Ischemic heart disease is an important health problem with its morbidity and mortality. In this regard, coronary artery bypass grafting (CABG) is an available option to reduce the untoward consequences of coronary heart disease (CHD). Both arterial and venous conduits can be used in this procedure, but patency rates of saphenous vein grafts (SVGs) are lower compared to arterial conduits (especially for internal mammarian artery [IMA]). For the first year, there is significant stenosis in 15% of the SVGs, and at the 10th year of CABG surgery nearly half of the saphenous grafts will become occluded. ¹ Most suggested mechanisms for SVG occlusion are thrombosis (first month), neointimal hyperplasia (1-12 month), and atherosclerosis (>12 months). ²

Role of inflammation in the atherosclerotic process has been well described previously. ³ White blood cells (WBCs) and its subtypes have been thought to be involved in this inflammatory disease.

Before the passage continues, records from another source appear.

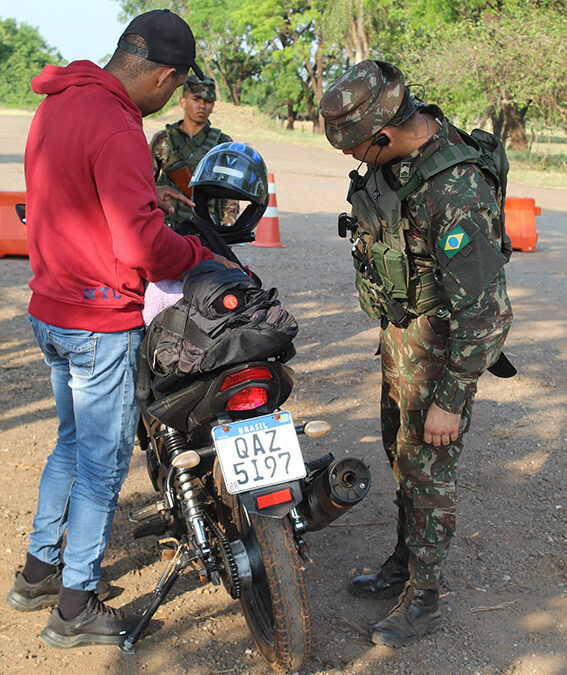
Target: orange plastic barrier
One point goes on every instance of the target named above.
(520, 222)
(268, 230)
(13, 235)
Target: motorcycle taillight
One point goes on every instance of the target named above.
(248, 398)
(255, 373)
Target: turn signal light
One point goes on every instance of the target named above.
(248, 399)
(260, 373)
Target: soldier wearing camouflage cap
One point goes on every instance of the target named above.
(177, 149)
(429, 248)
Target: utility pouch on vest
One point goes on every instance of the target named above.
(392, 267)
(181, 175)
(423, 292)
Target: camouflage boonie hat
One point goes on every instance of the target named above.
(361, 102)
(203, 88)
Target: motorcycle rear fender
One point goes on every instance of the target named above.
(252, 500)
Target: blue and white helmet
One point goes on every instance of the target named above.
(232, 171)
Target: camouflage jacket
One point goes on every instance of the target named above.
(453, 220)
(172, 145)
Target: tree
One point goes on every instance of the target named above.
(501, 61)
(23, 53)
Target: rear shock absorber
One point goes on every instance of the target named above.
(189, 494)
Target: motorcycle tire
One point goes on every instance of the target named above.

Neutrophils and lymphocytes are among the subtypes of WBCs, and the neutrophil-to-lymphocyte ratio (NLR) gives important clues about adverse outcomes. ⁴ Duffy et al showed that increased NLR predicts adverse outcomes in whom percutaneous coronary angioplasty was performed. ⁵ It has also been shown that elevated NLR is a marker of adverse prognosis in both stable angina and acute coronary syndromes. ^6,7 In another study, it was shown that preoperative NLR was the strongest predictor of adverse outcomes in patients who underwent CABG. ⁸

In the light of these data, we aimed to investigate the relationship between NLR and other possible confounding factors with SVG disease (SVGD).

Methods

The study was performed at 2 education and research hospitals. Coronary angiography archives of these 2 centers were reviewed retrospectively between May 2011 and 2012, and patients with SVGs remained for further analysis. After evaluation for inclusion and exclusion criteria, 120 patients with SVG remained for final analysis. Afterward, we divided the patients into 2 groups according to the presence or absence of SVGD. Of all the participants, 40 patients were with SVGD and 80 of them were with patent SVG. The SVGD was accepted as presence of at least 50% stenosis in at least 1 SVG. Presence of at least 1 SVG for ≥1 year and a positive cardiovascular stress test and/or presence of stable angina as an indication for coronary angiography were accepted as inclusion criteria. Exclusion criteria were accepted as following: presence of acute coronary syndrome, significant valvular heart disease, decompensated heart failure, malignancy, renal or hepatic failure, acute or chronic infectious disease, autoimmune disease, anemia (definition of anemia according to the World Health Organization was a hemoglobin level of <12 g/dL in women or <13 g/dL in men), hematologic disease, and acute or chronic pulmonary disease.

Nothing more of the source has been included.